How does it feel to die?

I was seven when I first became aware of time’s evanescence. It was on the day of my birthday. Because I was born in March, my birthdays usually occurred on dark, murky days. That year, the party was like none I had experienced before, due to what occurred after most guests went home. It was something that only I could notice.

Marianna, a girl my age who lived in the house next door, lingered a bit longer after supper. So we started to pay this silly game of throwing each other onto the bed while laughing uncontrollably until we were rolling in hysterics. Breathless and sweaty, we finally stopped and I remember pausing to stare at my bare arm and noticing the veins pulsating with life like blue rivers beneath my milky skin. Suddenly a thought hit me like a lightening bolt freezing time and causing me enormous pain. I heard my mind speak to me in my own voice: “This body is changing. It will never be what it was yesterday. The moment before this one is to never ever return again.”

My joy turned into sudden fright and unspeakable sadness descended upon me. I felt a choking sensation and my eyes began to tear up. I had no idea how to handle myself, especially with my friend there standing right next to me, her attention now momentarily directed elsewhere on some object in my room.
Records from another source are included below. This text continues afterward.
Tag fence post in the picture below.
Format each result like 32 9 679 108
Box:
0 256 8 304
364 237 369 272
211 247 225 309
I did not want to break down in front of her or spread my sadness to her so I decided to swallow my pain instead. But the atmosphere in my room had already been altered. The colors seemed grayer and everything including me was lifeless, exhausted from the disturbing discovery. As if sensing my mood, my friend suddenly decided to leave. But after her departure things got worse. Left to deal with it alone, I stood across from my bed trying to forget what I now knew. Except that I couldn’t… No distraction worked. I moved from my bed to sitting on my desk, restless in my sluggishness.
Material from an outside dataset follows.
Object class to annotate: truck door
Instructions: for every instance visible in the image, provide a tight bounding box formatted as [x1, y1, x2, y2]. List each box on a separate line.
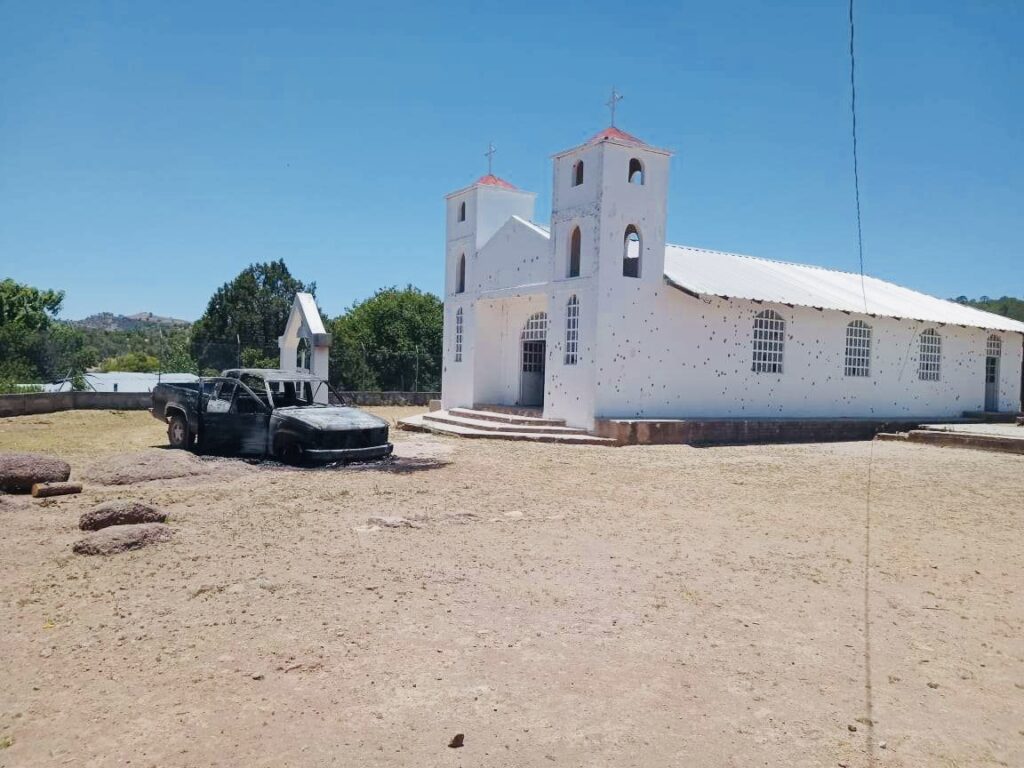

When I was calm enough to notice the world outside of my own, I noticed that in the kitchen, happy music was glaring through the radio speakers. Intermittently, I could hear my mother’s excited voice. She too, I thought, will one day die. And to my utter dismay, I realized it would most likely happen before me. I would have to witness it. I would have to live though it. I swallowed hard and unable to hold it anymore, I stormed out of my room and into the kitchen where she sat jovially chatting with my sister. I haven’t said a word as their mood rubbed off on me and before I knew it, I was in front on the television watching cartoons. But the awareness of life’s evanescence lingered and nagged…
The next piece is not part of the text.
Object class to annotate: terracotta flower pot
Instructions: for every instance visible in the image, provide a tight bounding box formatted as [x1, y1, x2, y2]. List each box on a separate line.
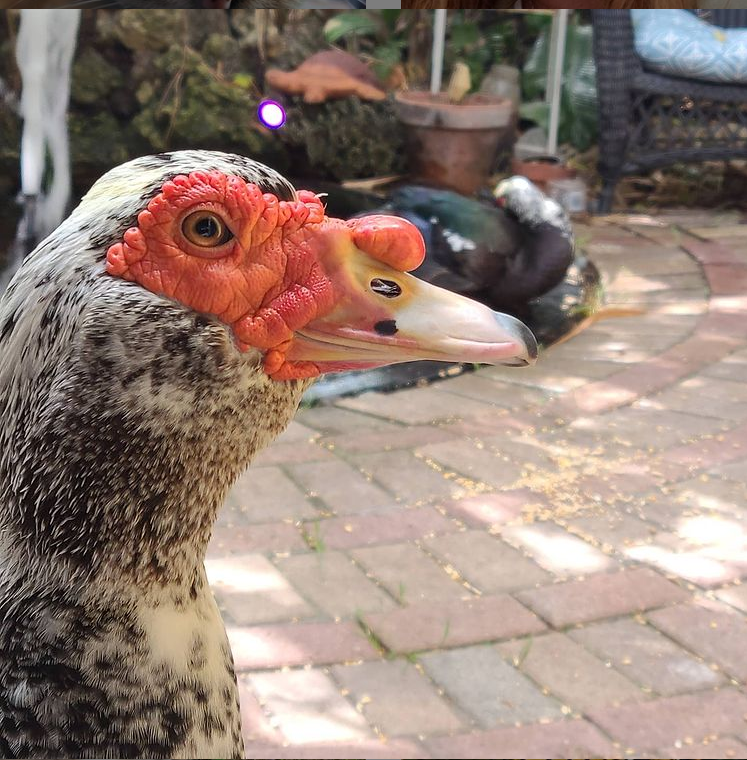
[395, 90, 513, 195]
[511, 156, 576, 193]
That night the moon was full and my sleep agitated.  In my dream I was standing on a precipice of a cliff. There was another cliff on the other side of a chasm. Someone was there I desperately wanted to reach them. I wanted it so bad in fact that it felt better to die rather than to not be with that person. So I jumped and plunged myself into total darkness. As I was falling, blackness finally gave way to faint foggy orange glow and I saw a face flash before my eyes, a face that was now etched onto the canvas of my mind. A face I would never forget.

That night a door to another world has been opened. I found my eternal love.